We took shit, low paid jobs and by God they were low paid in the days before NMW. I couldn't afford to even rent a room in a shitty, mould-covered shared house which had no functional bathroom or kitchen. I ended up living with my parents and commuting to said low paid job by bike - it was 10 miles away. I became mega fit, so that's one advantage I guess. I had no savings. No handouts. No proper job until 1994 when I started temping. Only then I was able to afford the shitty room in the shared house, but then couldn't afford to eat properly and definitely no social life. Only in 1997 did I manage to escape the shit life - I was late 20's by then - with a place on a graduate programme. I could then afford to rent a slightly less grotty room in a shared house (this wasn't London and was actually a cheap area) and even managed to eat most days - though still had no social life, couldn't afford driving lessons so that cut down on job opportunities and definitely no hope of saving.
It wasn't until 2000 when I moved in with my then boyfriend, who became my husband (now ex) that being able to share the rent meant we could get a whole flat of our own. It was one bed, ancient kitchen and a broken bath, so we had to exist on sink washes to avoid flooding the flat below. We lived there for 3 years until we could afford a slightly better flat and then managed to buy a tiny, one bed starter home by taking out a scary number of credit cards and maxing them all out, plus a bank loan, to raise the deposit.
We were both, by then, in fairly good jobs and had progressed.

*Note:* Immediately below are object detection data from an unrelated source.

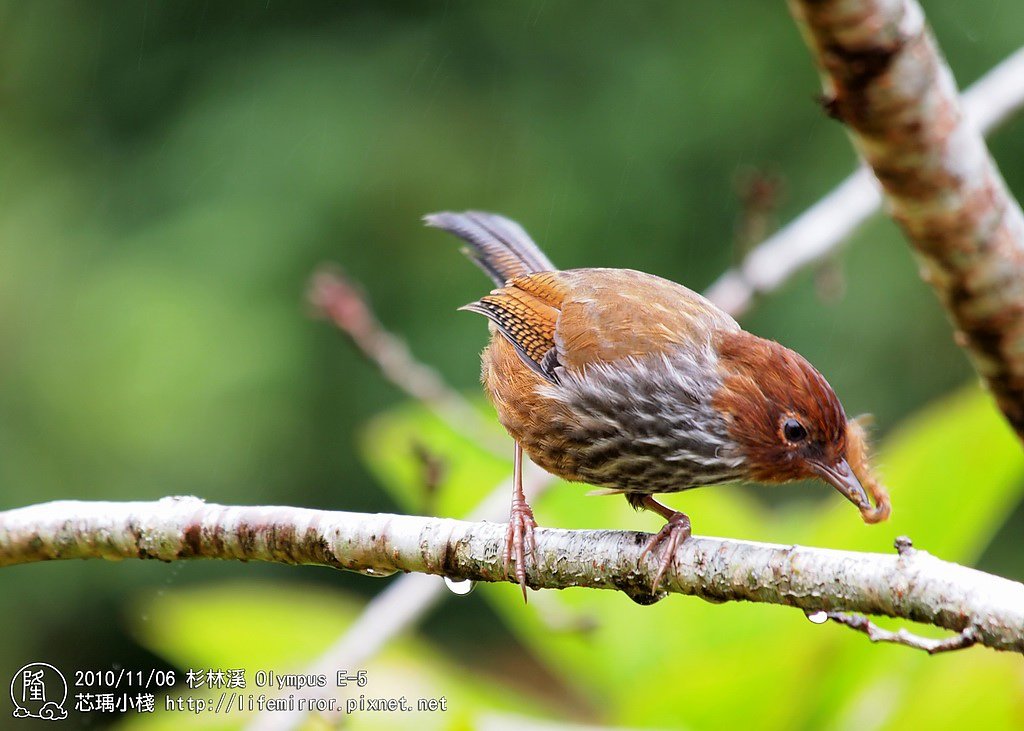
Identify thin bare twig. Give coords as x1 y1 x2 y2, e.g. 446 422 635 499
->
825 611 978 655
706 48 1024 317
308 266 512 452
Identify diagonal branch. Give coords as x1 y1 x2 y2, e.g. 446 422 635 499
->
790 0 1024 436
706 48 1024 317
0 498 1024 652
307 266 511 452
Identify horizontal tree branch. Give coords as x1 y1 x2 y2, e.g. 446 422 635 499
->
790 0 1024 437
0 497 1024 652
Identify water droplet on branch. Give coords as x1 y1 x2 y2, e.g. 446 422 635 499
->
444 576 476 597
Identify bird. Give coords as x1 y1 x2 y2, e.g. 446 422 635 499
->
424 211 891 599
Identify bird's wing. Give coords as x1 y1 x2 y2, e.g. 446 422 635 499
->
465 269 739 383
555 269 739 372
461 271 570 383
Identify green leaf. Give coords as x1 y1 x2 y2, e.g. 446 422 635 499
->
122 579 528 731
481 389 1024 729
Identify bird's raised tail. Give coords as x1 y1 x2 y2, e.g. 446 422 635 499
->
423 211 555 287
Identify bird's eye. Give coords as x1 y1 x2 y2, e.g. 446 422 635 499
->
782 419 807 443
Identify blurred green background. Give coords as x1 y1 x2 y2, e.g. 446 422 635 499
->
0 0 1024 729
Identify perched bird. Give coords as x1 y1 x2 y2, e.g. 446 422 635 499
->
424 211 889 597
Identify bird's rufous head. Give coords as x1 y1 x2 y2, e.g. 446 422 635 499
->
714 331 871 511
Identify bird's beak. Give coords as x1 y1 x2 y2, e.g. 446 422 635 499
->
811 460 871 510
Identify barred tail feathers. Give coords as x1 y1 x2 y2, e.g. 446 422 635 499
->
423 211 556 287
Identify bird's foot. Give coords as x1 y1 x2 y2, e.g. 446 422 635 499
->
505 498 537 601
640 512 691 594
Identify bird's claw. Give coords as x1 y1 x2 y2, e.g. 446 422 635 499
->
640 512 691 594
504 500 537 601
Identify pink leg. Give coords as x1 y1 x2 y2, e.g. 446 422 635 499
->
505 442 537 601
637 495 690 593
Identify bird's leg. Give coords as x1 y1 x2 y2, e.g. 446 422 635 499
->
629 495 690 592
505 441 537 601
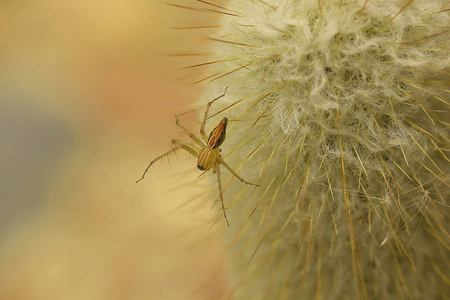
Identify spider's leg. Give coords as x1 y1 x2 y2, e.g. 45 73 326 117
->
200 87 228 142
216 162 230 226
136 140 200 183
171 139 204 158
218 157 259 186
175 115 205 148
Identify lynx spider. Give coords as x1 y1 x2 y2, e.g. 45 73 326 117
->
136 87 259 226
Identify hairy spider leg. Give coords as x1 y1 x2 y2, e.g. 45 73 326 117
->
215 161 230 226
200 87 228 143
136 140 200 183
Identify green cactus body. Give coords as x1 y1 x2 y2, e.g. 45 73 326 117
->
187 0 450 299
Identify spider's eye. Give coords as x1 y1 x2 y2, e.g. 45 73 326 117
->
208 118 228 149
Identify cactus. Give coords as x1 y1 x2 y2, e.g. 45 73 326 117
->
182 0 450 299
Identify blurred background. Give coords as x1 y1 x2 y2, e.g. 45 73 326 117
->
0 0 226 300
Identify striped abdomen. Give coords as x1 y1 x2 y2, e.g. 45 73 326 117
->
197 147 220 171
208 118 228 149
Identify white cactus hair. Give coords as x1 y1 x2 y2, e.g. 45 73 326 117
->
176 0 450 299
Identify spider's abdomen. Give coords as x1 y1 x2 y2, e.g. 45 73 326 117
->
208 118 228 149
197 148 219 171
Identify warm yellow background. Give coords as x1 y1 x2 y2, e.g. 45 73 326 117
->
0 0 224 300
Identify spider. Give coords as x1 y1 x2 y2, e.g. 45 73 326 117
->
136 87 259 226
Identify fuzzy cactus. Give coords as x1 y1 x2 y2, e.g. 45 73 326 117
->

We were still paying off the cards and the loan when we divorced in 2010.
For some of us there has never been a time when we could afford a deposit on a house in our 20's. Or 30s or, in the case of my parents. Ever.
For some of us the housing market has always been something out of reach and beyond our dreams.
I for one am sick to death of being expected to feel guilty for being born when I was. We struggled too. We had a cost of living crisis and we couldn't afford houses or a good life. Something that I think the parents of these spoilt children may have forgotten - or maybe didn't have to think about because they were the ones who had everything that people like me didn't.
Childfree people like me often get told that we are going to be dependent on your offspring to wipe our arses when we're old. I say to you now, I don't want your children anywhere near me because you have raised a generation of selfish, entitled drama queens and when I can no longer wipe my own arse, I'll see myself out of this life. Oh I don't blame the kids, btw. I blame you. Parents of my generation. What the fuck were you thinking.